IIM Ahmedabad Researchers To Represent India In FABLES Consortium
Food and Land Use Coalition, the Food, Agriculture, Biodiversity, Land-Use, and Energy (FABLE) Consortium mobilizes top knowledge institutions from 20 countries to support the development of decision-support tools and long-term pathways towards sustainable food and land-use systems.
RELATED NEWS

A team of Indian Institute of Management (IIM) Ahmedabad researchers will represent India in FABLES Consortium. The Food and Land Use Coalition, the Food, Agriculture, Biodiversity, Land-Use, and Energy (FABLE) Consortium mobilizes top knowledge institutions from 20 countries to support the development of decision-support tools and long-term pathways towards sustainable food and land-use systems. The global FABLE Consortium country teams have developed major analytical capacities on land-use and food systems, pioneered new tools, and strengthened the analytical capacity in 20 countries.
The Indian team led by IIM Ahmedabad Professor Ranjan Kumar Ghosh has outlined FABLE Pathways for India which identify ways in which food and land-use systems can contribute to raising climate ambition, aligning climate mitigation and biodiversity protection policies, and achieving other sustainable development priorities in India.
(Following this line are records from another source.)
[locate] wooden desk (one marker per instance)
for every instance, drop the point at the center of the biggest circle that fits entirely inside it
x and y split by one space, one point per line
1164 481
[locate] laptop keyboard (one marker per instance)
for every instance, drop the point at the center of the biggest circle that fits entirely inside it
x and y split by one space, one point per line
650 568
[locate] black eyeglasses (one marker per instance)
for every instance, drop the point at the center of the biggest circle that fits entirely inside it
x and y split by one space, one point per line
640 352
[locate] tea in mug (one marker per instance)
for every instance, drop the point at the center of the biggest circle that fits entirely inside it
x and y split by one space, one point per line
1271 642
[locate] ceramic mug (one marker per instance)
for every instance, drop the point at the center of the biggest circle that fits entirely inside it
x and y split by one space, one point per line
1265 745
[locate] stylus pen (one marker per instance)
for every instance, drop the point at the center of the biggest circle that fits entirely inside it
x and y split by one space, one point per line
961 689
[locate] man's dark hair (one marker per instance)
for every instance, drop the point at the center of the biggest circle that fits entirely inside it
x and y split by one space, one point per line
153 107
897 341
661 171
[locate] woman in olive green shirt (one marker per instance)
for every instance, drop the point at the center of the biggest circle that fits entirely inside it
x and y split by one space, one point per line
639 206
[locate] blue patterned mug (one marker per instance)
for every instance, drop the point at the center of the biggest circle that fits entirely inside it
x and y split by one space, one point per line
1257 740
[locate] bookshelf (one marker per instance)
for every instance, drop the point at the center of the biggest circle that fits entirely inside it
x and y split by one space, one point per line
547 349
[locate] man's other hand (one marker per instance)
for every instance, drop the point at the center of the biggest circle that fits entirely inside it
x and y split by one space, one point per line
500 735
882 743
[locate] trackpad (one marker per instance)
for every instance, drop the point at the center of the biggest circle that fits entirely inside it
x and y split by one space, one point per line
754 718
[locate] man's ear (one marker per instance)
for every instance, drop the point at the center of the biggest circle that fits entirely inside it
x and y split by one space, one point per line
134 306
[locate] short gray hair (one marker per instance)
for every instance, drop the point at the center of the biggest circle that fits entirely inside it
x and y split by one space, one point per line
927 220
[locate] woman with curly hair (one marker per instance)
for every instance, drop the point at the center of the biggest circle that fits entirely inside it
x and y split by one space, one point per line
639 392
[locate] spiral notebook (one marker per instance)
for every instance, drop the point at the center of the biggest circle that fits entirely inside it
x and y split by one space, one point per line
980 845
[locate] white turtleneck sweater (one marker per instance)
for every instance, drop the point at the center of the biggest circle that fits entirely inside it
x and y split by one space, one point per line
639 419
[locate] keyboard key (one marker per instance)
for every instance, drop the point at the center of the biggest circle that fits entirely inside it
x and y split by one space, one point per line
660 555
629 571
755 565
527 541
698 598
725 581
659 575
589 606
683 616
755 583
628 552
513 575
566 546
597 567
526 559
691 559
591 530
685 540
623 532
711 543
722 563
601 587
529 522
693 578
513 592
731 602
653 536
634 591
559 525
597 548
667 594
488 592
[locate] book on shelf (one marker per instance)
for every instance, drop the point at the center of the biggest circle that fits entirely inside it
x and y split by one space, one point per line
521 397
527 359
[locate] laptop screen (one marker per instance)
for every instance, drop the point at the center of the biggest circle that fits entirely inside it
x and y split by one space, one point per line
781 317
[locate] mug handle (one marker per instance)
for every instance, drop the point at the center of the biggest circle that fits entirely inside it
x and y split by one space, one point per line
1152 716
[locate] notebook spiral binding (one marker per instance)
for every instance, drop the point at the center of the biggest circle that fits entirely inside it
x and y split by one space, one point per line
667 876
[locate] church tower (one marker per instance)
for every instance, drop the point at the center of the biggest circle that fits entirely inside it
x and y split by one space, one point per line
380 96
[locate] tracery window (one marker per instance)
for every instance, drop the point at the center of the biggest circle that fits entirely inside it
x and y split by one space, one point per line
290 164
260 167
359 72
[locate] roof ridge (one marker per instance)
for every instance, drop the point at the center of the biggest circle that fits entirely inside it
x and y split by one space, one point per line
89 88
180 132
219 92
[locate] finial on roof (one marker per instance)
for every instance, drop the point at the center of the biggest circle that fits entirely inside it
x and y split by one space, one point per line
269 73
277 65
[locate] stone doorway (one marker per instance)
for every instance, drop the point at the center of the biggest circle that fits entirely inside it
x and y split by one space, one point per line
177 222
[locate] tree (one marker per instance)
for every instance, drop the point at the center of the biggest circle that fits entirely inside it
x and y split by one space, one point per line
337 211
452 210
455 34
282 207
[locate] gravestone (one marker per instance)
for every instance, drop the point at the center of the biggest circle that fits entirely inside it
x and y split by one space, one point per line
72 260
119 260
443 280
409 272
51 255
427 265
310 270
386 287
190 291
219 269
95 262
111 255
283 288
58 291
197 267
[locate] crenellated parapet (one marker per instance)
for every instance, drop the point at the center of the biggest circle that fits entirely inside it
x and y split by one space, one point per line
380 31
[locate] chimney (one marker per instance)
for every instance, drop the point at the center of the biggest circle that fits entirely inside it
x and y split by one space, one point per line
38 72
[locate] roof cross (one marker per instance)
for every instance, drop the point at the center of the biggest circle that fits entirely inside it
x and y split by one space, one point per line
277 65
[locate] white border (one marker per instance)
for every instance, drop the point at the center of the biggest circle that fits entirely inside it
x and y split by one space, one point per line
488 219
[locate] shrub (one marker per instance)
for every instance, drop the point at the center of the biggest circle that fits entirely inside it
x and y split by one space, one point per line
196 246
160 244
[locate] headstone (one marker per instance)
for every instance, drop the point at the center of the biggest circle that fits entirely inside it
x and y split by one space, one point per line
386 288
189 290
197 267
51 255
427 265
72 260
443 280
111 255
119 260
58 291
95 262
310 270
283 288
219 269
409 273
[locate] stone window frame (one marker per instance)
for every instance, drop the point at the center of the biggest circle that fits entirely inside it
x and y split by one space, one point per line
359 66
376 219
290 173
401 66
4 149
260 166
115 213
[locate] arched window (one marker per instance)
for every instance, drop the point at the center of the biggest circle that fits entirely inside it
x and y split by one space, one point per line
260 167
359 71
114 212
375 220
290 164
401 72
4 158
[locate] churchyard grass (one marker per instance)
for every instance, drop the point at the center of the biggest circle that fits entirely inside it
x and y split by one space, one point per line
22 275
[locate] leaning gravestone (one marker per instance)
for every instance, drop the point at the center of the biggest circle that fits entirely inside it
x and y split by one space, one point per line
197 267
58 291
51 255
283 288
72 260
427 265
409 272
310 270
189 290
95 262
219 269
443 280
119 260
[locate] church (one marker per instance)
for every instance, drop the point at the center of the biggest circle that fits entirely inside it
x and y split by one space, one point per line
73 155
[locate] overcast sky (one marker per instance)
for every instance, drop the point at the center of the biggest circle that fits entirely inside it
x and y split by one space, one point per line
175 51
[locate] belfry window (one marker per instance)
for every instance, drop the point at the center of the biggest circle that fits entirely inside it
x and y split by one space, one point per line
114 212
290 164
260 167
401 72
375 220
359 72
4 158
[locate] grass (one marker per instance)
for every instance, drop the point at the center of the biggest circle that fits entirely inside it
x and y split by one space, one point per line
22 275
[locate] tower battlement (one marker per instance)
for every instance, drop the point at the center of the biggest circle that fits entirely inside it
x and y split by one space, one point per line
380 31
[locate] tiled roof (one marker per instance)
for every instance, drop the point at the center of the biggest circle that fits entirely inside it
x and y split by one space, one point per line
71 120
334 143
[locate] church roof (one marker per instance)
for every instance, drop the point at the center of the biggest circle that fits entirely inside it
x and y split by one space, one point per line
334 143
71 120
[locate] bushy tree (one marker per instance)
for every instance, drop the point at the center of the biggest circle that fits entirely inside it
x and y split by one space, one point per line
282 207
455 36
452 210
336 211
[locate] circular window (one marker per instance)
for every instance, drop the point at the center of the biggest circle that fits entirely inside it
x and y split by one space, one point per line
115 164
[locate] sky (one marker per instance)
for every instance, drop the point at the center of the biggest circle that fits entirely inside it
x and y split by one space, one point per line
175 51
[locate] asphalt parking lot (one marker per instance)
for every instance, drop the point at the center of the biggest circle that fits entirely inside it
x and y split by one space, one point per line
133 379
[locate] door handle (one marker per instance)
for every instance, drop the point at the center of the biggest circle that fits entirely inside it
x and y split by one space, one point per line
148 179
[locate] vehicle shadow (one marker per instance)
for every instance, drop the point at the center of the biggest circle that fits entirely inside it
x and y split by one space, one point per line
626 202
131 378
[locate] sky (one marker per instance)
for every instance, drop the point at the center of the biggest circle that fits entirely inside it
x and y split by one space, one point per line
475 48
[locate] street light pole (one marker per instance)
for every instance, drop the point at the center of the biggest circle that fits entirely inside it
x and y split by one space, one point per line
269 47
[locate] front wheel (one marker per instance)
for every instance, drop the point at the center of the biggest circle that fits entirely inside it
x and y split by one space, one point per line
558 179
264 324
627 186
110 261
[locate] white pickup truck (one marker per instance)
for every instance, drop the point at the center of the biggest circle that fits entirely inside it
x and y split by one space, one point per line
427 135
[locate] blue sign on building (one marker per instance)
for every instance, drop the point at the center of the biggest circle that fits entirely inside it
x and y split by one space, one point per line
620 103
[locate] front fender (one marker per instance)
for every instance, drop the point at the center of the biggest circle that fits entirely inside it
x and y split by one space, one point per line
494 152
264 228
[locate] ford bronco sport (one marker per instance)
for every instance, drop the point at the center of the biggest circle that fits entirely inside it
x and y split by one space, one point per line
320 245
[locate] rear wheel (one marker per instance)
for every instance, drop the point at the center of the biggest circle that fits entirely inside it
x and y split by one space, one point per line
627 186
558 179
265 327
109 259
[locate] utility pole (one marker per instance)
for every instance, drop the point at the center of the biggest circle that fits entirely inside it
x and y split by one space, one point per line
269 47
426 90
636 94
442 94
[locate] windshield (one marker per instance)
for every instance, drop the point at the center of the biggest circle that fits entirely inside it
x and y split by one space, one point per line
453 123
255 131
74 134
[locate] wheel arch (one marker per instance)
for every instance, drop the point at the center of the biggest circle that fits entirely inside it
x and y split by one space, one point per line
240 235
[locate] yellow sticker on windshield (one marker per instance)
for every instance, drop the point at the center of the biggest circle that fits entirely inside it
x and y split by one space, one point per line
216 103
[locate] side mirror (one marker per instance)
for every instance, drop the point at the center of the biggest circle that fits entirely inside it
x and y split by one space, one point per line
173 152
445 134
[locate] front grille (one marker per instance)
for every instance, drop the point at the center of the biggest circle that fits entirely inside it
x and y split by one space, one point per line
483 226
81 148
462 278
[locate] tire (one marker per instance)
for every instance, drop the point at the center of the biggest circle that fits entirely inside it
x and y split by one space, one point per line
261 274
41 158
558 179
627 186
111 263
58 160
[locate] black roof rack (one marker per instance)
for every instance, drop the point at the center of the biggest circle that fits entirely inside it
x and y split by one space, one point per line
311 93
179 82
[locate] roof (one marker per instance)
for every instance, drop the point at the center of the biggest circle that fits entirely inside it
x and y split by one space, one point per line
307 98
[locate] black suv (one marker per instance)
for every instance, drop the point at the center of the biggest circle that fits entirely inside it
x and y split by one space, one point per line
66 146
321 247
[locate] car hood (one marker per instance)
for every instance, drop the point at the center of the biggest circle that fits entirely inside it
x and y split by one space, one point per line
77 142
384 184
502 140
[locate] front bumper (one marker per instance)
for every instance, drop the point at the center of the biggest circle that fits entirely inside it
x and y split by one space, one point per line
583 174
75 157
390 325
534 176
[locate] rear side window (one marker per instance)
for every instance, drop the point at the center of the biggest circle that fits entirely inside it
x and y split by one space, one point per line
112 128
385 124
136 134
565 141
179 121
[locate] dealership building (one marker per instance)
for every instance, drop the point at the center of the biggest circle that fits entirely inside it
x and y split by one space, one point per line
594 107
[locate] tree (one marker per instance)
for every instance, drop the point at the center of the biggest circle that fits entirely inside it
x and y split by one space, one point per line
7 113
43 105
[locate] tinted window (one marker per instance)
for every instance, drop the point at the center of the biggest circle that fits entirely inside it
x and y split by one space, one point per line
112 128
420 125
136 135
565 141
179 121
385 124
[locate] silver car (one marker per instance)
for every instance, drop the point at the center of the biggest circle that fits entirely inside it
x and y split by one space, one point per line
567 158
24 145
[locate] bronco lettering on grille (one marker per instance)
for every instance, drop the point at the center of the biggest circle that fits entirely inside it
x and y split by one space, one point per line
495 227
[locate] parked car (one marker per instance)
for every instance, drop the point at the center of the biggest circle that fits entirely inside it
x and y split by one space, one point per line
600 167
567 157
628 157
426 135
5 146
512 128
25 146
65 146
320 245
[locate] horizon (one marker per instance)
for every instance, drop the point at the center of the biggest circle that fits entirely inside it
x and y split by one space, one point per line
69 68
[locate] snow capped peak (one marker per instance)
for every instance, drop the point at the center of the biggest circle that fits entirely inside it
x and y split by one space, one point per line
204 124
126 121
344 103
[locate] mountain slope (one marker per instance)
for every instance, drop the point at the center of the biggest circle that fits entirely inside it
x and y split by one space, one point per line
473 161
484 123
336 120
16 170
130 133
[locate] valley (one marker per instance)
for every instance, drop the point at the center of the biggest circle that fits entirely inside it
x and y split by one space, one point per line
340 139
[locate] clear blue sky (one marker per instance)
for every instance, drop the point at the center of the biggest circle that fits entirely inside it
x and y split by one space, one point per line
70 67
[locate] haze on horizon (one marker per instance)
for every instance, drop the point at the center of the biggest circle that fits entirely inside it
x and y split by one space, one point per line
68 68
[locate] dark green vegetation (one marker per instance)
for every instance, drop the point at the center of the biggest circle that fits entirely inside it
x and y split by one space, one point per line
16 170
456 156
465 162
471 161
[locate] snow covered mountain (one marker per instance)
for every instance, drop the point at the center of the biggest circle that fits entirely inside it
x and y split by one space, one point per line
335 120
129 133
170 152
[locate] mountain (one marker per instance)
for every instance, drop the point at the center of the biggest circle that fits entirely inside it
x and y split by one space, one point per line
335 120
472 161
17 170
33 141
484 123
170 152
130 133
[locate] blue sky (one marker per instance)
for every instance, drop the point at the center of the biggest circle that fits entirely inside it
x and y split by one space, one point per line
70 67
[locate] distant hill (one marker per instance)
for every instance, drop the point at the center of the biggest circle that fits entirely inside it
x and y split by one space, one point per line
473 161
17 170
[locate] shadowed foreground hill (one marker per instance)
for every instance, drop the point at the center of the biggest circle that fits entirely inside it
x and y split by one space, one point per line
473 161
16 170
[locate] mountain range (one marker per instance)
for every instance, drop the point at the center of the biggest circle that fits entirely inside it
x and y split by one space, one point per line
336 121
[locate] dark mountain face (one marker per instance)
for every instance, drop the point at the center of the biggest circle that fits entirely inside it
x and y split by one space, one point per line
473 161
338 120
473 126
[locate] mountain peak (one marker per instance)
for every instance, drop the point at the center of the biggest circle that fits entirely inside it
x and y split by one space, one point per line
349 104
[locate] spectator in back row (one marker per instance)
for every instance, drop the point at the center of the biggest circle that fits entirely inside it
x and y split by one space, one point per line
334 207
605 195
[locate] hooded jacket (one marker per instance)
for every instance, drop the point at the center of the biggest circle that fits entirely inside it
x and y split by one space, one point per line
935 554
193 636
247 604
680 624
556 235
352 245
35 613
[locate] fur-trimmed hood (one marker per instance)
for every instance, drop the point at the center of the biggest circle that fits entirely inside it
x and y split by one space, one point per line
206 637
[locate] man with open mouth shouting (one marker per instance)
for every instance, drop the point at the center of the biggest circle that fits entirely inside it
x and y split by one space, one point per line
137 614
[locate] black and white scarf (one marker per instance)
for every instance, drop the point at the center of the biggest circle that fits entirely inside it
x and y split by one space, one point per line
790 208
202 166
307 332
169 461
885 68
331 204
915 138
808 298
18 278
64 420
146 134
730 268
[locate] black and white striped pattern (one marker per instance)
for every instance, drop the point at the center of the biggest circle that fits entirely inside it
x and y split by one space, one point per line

“The FABLE Pathways presents two pathways for food and land-use systems for the period 2020-2050: Current Trends which represents the Business as Usual scenario and a Sustainable, more ambitious pathway,” an IIM Ahmedabad statement said.
“These pathways examine the trade-offs between achieving the FABLE targets under limited land availability and constraints to balance supply and demand at national and global levels within a global partial equilibrium model— the Model of Agricultural Production and its Impact on the Environment—MAgPIE developed by the Potsdam Institute for Climate Impact Research (PIK),” the statement added.
“The FABLE pathways can be a method for problem solving, working backwards from mid-century targets and shedding light on the major transformations that are needed to achieve them... They also provide a tool for countries to integrate biodiversity conservation and restoration as well as food systems into their climate strategies, particularly in the run-up to the climate and biodiversity COPs in 2021”, Professor Ranjan Ghosh in the statement said.